Although Luffang allée couverte doesn't have any capstones anymore is was intriguing, nevertheless. Now it is just a banana-shaped stone-lined trench, about 15 metres along. That banana-shape again. Just like Pierre Plates and Kernours tumulus. Weird.
For many years I have planned a trip out here and finally I have made it. This is one fantastic site. The carved figurine which was the Guard stone for the passage is long gone but there is a cast in the museum and its image forms the head of 'Neo' the mascot who guides children through the artifacts.
The passage here is relatively short, if all the area past the, almost 90degree, bend is counted as the chamber. This part of the passage-grave is a long passage too which widens slightly at the end and is terminated by a large slab. Burl says some of the stones are carved but the moss and weather have made these carvings invisible to my eye.
It is hard to imagine what this place would have been like when it was complete. The long stoop down the pitch-dark tunnel to the wider area must have been frightening. No natural light would have penetrated so deep and the guarding goddess must have seemed imposing.
Who knows why these were so planned but les Pierres Plats and the Tumulus at le Bono are similar in plan so they were popular in this area.

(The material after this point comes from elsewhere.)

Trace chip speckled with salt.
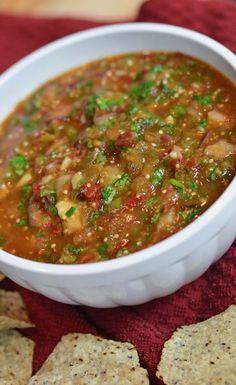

Someone seems to have built some kind of 'den' between the entrance stones, which is curious and makes me think of the village idiot at Crucuno, is it just kids or does some modern idiot retire here for his rest?
Sitting in these woods by these ancient and deserted stones has a profound resonance with me now. The years of antiquarians, archaeologists, enthusiast and tourists seem to almost haunt the trees. One can almost see them standing around in the clothes of centuries, almost imagine some weary travelers stopping here for rest, although it is not really on the way anywhere.